Um novo estudo, divulgado mês passado na revista científica “Science Advances”, não deixa dúvidas sobre o que realmente faz bem aos seres humanos: ter tempo é algo mais valioso do que ter dinheiro. A pesquisa foi realizada com cerca de mil alunos que estavam se formando na Universidade de British Columbia, no Canadá, e repetida um ano depois. Nas duas ocasiões, os jovens tinham que responder a um questionário no qual avaliavam o quanto estavam satisfeitos com suas vidas, e em que medida haviam experimentado emoções positivas e negativas nas últimas quatro semanas.

Nos dois levantamentos, 62% disseram que valorizavam mais o tempo do que o dinheiro – e essas pessoas eram as que apresentavam um perfil mais feliz. Embora não possa comprovar causa e efeito, o trabalho sugere que a opção de privilegiar tempo para si mesmo, para a família e os amigos ajuda a pavimentar uma vida adulta com maior senso de realização. A pesquisa ouviu estudantes de diversas faixas sociais e o status econômico de suas famílias não foi determinante para as escolhas.

“As pessoas que escolhem o tempo decidem com base em significado versus dinheiro. Elas optam por fazer coisas porque querem, e não porque precisam”, analisou Ashley Whillans, professora da Harvard Business School. Entretanto, pontua, quem se forma com dívidas a serem pagas – no caso de ter apelado para algum tipo de crédito estudantil – acabará, pelo menos no curto prazo, privilegiando o dinheiro, uma vez que há uma pendência que se sobrepõe a todo o resto.

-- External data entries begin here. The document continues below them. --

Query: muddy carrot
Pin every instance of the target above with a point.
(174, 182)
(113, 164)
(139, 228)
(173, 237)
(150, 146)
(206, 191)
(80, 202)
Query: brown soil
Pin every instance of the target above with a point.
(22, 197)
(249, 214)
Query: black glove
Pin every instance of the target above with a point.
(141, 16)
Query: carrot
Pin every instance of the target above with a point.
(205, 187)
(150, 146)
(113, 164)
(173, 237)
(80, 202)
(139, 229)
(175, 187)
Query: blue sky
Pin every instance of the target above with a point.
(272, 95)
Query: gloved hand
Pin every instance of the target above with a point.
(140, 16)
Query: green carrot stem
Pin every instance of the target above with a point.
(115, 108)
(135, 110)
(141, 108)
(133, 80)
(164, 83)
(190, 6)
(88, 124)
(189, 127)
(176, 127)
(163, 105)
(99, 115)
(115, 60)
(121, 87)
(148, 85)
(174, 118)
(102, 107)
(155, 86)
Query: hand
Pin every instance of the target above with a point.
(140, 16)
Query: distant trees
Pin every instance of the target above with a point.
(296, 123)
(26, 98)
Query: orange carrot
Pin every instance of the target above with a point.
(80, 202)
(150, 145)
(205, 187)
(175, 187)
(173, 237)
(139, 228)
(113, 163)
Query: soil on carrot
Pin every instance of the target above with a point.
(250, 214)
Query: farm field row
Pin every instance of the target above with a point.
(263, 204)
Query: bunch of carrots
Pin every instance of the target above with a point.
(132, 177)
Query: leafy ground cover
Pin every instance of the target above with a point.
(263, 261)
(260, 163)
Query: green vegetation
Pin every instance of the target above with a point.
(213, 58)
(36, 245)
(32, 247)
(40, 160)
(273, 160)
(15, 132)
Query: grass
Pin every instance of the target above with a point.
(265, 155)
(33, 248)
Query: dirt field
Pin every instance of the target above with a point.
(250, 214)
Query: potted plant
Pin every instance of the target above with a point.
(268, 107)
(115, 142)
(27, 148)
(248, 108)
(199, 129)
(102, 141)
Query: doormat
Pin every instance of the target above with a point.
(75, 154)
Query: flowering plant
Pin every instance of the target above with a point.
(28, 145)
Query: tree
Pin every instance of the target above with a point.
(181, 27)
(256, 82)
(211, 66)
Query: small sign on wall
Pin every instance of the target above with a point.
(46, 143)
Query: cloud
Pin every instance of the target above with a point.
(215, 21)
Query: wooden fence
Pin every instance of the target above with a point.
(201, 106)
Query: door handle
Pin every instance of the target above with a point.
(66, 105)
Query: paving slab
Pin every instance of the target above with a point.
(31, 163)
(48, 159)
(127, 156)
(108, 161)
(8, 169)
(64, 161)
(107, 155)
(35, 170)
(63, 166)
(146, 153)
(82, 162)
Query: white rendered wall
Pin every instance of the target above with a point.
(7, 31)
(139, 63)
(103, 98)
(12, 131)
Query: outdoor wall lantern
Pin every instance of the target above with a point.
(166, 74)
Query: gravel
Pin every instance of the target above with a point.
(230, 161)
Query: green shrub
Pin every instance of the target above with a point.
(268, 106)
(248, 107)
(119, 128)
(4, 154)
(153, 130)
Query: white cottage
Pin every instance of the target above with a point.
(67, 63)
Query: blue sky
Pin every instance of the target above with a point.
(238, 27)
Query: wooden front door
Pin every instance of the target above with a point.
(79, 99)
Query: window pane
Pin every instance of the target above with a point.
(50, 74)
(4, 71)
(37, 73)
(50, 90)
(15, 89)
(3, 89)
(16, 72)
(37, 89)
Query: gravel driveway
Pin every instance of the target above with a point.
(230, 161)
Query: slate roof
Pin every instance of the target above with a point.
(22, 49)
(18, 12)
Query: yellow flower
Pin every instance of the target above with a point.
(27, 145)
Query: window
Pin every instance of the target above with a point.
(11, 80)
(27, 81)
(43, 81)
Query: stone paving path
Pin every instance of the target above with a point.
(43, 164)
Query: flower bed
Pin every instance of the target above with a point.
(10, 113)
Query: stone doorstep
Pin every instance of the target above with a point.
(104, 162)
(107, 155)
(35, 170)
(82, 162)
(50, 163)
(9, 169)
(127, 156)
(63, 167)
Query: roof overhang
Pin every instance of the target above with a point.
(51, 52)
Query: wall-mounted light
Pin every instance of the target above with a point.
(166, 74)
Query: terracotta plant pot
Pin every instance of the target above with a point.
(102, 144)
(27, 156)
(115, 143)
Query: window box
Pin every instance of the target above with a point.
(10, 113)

Não se trata do único trabalho que aponta nessa direção. Em 2016, pesquisa feita com 4 mil adultos norte-americanos mostrou que os mais felizes eram os que haviam construído suas trajetórias em cima de valores que prezavam o tempo em detrimento do dinheiro. Em 2017, o Pew Research Center fez um levantamento sobre o que trazia significado à vida dos norte-americanos e a família levou o primeiro lugar com folga:  69% cravaram esta opção. A carreira ficava em segundo (34%) e dinheiro em terceiro (23%).

Estudiosos vêm tentando mapear qual seria o patamar financeiro mínimo para a felicidade. Segundo o Gallup, que ouviu 1.7 milhão de indivíduos, essa cifra seria algo entre 60 mil e 75 mil dólares por ano, o equivalente a no mínimo 5 mil dólares (pouco mais de 20 mil reais) por mês. É claro que a variação é enorme de uma região para outra e esse número foi puxado para cima pelos países ricos. Mas poder privar da companhia de entes queridos não tem preço.